Scoring:  After constructing the pool, go back and score each of the first 30 results returned by each search engine based on your scoring of the pool.  If a result does not appear in the pool,  it receives a score of irrelevant.   If a document appears twice under different URLs in the list for one search engine, count it only for it's better ranking for that search engine and delete any additional appearances within the same list.
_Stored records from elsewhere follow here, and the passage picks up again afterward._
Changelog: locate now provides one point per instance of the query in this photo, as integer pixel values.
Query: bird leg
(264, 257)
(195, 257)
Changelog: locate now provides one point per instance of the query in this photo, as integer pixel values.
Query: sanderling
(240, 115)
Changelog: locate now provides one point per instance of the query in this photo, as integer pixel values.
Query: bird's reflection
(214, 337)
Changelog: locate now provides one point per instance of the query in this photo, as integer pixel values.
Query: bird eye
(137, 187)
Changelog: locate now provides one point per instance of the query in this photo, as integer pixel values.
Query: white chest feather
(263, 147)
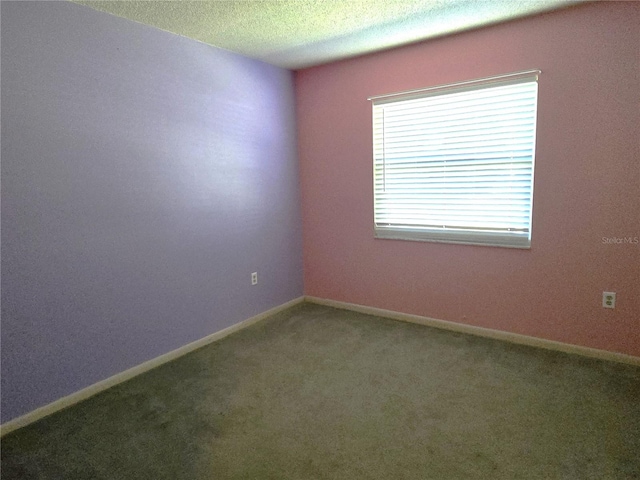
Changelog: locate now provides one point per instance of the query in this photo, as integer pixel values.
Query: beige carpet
(322, 393)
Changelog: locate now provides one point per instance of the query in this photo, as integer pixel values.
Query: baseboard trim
(118, 378)
(481, 331)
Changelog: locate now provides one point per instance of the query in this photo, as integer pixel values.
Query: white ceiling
(299, 33)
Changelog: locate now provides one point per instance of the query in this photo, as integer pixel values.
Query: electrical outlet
(609, 299)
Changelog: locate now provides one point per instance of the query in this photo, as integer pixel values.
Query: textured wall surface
(144, 177)
(587, 181)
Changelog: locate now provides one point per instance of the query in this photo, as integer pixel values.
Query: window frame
(471, 236)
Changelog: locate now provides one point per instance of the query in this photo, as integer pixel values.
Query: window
(455, 163)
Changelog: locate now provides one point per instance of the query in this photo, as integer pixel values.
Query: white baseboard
(482, 332)
(102, 385)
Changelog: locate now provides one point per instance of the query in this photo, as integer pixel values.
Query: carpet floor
(321, 393)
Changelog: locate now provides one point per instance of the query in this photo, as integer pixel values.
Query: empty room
(296, 239)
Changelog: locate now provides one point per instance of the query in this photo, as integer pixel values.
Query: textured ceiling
(300, 33)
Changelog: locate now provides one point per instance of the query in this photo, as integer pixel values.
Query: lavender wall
(144, 177)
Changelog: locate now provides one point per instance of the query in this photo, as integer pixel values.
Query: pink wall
(587, 183)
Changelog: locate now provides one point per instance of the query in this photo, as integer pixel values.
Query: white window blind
(455, 163)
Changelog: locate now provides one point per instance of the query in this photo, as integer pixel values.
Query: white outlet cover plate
(609, 299)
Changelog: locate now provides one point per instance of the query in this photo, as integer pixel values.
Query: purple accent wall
(144, 177)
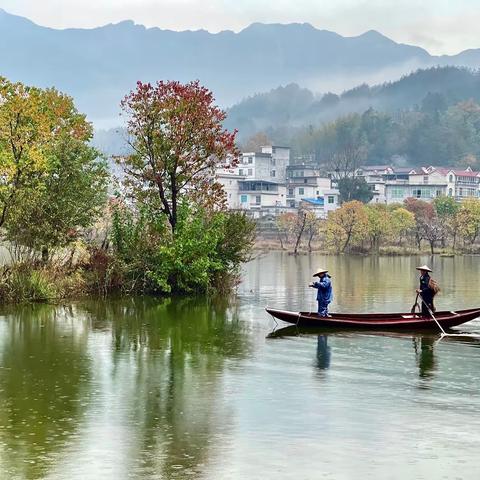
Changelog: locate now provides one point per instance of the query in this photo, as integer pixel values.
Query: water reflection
(44, 387)
(164, 371)
(425, 355)
(323, 352)
(184, 388)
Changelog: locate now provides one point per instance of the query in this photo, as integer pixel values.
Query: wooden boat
(377, 321)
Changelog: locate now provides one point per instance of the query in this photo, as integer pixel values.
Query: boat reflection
(424, 344)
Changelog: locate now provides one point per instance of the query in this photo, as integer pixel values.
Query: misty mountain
(99, 66)
(294, 106)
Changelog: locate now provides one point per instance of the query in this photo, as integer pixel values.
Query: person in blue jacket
(324, 293)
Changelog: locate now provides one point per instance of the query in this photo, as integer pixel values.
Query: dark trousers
(425, 311)
(323, 309)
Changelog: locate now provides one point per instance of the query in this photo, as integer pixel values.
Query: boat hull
(377, 321)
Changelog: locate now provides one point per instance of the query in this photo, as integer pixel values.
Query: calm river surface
(180, 389)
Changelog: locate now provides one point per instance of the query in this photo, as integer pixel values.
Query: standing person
(425, 290)
(324, 294)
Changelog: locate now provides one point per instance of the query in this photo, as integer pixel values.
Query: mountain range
(99, 66)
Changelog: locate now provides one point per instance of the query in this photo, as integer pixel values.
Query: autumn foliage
(178, 140)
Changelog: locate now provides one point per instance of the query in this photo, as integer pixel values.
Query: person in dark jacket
(425, 291)
(324, 293)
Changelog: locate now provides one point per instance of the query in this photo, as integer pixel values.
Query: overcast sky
(440, 26)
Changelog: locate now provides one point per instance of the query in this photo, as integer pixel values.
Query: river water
(188, 388)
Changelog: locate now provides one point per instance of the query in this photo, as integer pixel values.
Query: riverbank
(272, 244)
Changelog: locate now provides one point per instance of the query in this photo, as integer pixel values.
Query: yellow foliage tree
(32, 123)
(347, 226)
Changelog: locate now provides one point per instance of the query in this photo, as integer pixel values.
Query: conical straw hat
(424, 267)
(319, 271)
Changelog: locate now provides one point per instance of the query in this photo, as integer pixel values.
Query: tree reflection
(44, 376)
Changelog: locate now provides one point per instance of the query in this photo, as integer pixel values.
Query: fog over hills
(99, 66)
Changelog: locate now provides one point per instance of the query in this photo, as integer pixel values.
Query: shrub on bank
(204, 254)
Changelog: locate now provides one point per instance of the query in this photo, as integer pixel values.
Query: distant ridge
(98, 66)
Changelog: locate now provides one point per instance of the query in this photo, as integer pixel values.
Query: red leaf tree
(178, 140)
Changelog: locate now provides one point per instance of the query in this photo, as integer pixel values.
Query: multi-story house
(306, 181)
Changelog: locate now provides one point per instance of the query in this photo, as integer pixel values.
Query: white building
(270, 164)
(229, 178)
(394, 185)
(306, 182)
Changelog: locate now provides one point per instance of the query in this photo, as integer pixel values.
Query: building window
(422, 193)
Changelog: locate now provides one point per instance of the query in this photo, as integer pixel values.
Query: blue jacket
(325, 293)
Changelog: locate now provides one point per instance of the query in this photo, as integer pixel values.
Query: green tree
(469, 220)
(71, 196)
(32, 122)
(354, 188)
(402, 222)
(347, 225)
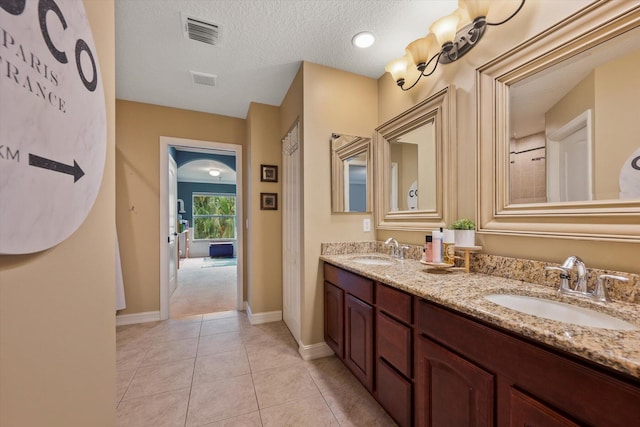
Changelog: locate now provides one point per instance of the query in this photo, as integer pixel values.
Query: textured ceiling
(262, 45)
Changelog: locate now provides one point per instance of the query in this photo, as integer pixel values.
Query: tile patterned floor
(219, 370)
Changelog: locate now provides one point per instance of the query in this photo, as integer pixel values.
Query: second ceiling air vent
(201, 30)
(204, 78)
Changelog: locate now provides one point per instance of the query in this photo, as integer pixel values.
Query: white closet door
(291, 231)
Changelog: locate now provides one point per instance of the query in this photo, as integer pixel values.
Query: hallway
(205, 285)
(219, 370)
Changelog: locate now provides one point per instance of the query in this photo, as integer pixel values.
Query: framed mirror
(416, 166)
(559, 152)
(351, 173)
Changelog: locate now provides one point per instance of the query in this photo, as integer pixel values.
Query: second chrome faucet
(580, 286)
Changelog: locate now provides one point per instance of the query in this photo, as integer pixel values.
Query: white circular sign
(53, 134)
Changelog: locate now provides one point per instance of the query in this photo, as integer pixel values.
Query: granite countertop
(464, 292)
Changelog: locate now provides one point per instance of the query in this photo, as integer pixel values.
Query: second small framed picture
(268, 173)
(269, 201)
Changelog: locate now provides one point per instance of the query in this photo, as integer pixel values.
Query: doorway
(569, 161)
(205, 148)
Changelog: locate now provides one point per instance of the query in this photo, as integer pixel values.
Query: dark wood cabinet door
(358, 349)
(451, 391)
(394, 393)
(393, 341)
(334, 318)
(525, 411)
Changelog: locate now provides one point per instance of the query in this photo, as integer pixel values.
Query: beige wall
(616, 121)
(578, 100)
(534, 17)
(340, 102)
(138, 130)
(57, 328)
(264, 246)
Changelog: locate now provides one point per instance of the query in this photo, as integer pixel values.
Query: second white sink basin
(560, 312)
(373, 260)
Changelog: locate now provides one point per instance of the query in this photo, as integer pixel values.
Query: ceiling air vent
(204, 78)
(201, 30)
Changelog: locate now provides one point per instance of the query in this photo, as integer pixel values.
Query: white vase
(465, 238)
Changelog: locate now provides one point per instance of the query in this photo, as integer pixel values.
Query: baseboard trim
(266, 317)
(144, 317)
(314, 351)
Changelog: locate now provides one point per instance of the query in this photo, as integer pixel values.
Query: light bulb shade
(475, 8)
(445, 28)
(423, 49)
(465, 19)
(398, 68)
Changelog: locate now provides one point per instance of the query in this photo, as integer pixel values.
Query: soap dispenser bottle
(437, 246)
(428, 249)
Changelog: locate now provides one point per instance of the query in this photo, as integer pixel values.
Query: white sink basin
(560, 312)
(373, 260)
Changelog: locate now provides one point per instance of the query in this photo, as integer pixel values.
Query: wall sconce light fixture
(449, 38)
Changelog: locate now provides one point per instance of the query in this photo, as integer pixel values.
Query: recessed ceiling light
(363, 39)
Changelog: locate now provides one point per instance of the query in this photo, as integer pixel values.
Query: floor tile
(308, 412)
(354, 406)
(218, 326)
(248, 420)
(222, 315)
(233, 374)
(159, 378)
(131, 357)
(222, 365)
(281, 385)
(221, 399)
(170, 351)
(175, 330)
(220, 343)
(267, 355)
(167, 409)
(268, 333)
(329, 373)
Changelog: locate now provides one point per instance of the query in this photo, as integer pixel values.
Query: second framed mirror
(416, 166)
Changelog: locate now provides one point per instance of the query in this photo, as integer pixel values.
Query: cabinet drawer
(394, 302)
(519, 363)
(394, 394)
(352, 283)
(394, 343)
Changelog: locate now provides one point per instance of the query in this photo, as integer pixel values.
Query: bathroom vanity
(434, 351)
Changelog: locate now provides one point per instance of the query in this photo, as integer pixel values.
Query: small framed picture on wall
(268, 173)
(269, 201)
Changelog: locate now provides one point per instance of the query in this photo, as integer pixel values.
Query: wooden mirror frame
(358, 145)
(614, 220)
(439, 108)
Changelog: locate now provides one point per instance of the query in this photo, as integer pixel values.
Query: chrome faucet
(397, 250)
(573, 262)
(580, 288)
(393, 244)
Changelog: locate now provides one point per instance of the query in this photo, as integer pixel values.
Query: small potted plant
(465, 232)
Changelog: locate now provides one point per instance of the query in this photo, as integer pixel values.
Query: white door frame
(165, 142)
(555, 162)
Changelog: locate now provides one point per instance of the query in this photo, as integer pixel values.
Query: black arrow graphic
(41, 162)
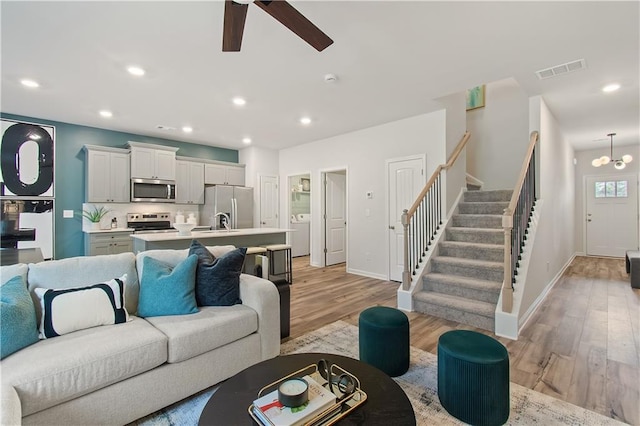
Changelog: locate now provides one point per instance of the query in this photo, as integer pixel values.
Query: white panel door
(405, 181)
(612, 215)
(268, 201)
(336, 218)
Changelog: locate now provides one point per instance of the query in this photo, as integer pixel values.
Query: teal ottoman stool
(473, 377)
(384, 339)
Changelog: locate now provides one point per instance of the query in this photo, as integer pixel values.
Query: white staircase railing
(515, 222)
(422, 221)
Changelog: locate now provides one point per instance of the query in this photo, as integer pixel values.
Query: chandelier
(618, 164)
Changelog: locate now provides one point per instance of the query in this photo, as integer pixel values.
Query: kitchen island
(247, 237)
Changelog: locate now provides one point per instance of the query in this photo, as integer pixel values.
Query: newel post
(406, 274)
(507, 285)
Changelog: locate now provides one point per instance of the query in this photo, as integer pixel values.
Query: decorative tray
(345, 402)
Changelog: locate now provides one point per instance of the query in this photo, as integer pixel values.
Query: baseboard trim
(368, 274)
(536, 303)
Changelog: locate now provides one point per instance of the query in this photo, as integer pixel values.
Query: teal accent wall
(69, 171)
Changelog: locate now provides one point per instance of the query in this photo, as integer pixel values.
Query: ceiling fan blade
(235, 15)
(288, 16)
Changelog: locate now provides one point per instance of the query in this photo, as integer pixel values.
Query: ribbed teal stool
(473, 377)
(384, 339)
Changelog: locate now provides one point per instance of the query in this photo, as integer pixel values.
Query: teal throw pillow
(17, 317)
(218, 279)
(165, 290)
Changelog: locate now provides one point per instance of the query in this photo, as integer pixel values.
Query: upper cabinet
(189, 182)
(107, 174)
(150, 161)
(224, 174)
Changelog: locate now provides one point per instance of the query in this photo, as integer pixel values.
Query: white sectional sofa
(115, 374)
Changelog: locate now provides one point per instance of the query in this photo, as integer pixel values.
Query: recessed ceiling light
(611, 87)
(29, 83)
(239, 101)
(135, 70)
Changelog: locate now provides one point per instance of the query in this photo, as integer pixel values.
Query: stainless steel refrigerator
(235, 201)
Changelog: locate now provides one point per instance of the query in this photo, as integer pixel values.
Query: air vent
(561, 69)
(168, 128)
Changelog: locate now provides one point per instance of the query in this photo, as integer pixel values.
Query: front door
(268, 201)
(405, 181)
(336, 218)
(612, 215)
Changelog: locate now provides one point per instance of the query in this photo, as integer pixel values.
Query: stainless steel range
(150, 222)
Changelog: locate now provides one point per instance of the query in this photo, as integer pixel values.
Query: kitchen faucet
(225, 222)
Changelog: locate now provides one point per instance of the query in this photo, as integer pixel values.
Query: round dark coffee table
(386, 402)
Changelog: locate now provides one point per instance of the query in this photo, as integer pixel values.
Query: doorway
(300, 214)
(405, 180)
(335, 217)
(269, 201)
(612, 212)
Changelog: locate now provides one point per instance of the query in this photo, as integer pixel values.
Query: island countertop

In this case there will be less than 30 distinct documents returned by the search engine.  Do not go back to the search engine to get more documents.  Keep only what was returned in the first 30, with their original ranks.  For each search engine, calculate the following measures
  1. Precision at rank 5
  2. Precision at rank 10
  3. Precision at rank 20
  4. The average over the precisions at each point that a relevant docment appears in the first 20 (yes 20, not 30).  See slide 11 of the presentation on evaluation of retrieval systems (pdf).  (I will be computing the mean average precision over all your query results.)
  5. If all the relevant docments in the pool appear in the first 30 returned results, record the rank at which the last relevant result appears.  This is the point of 100% recall of the relevant documents in the pool.  If some relevant documents are missing in the first 30 returned results,  note this and record the recall of the relevant documents in the pool within these 30 results.
The first 4 measures are ways of capturing the quality of the first 20 results, which is about as far as most people look.   The fifth measure gives credit to one search engine for finding relevant documents returned earlier by the other search engine. 

What to hand in for Part B:  Email to me and Joe the query used, the pool size and number of relevant result in the pool and for each search engine, the 5 scores described above.  We will be averaging these results across the class, so please report each number on a separate line, clearly labeled as to what it is.

Part C: 
What observations do you make about usability issues  (user friendliness) of each search engine - separate from the quality of results you have been assessing in Part B?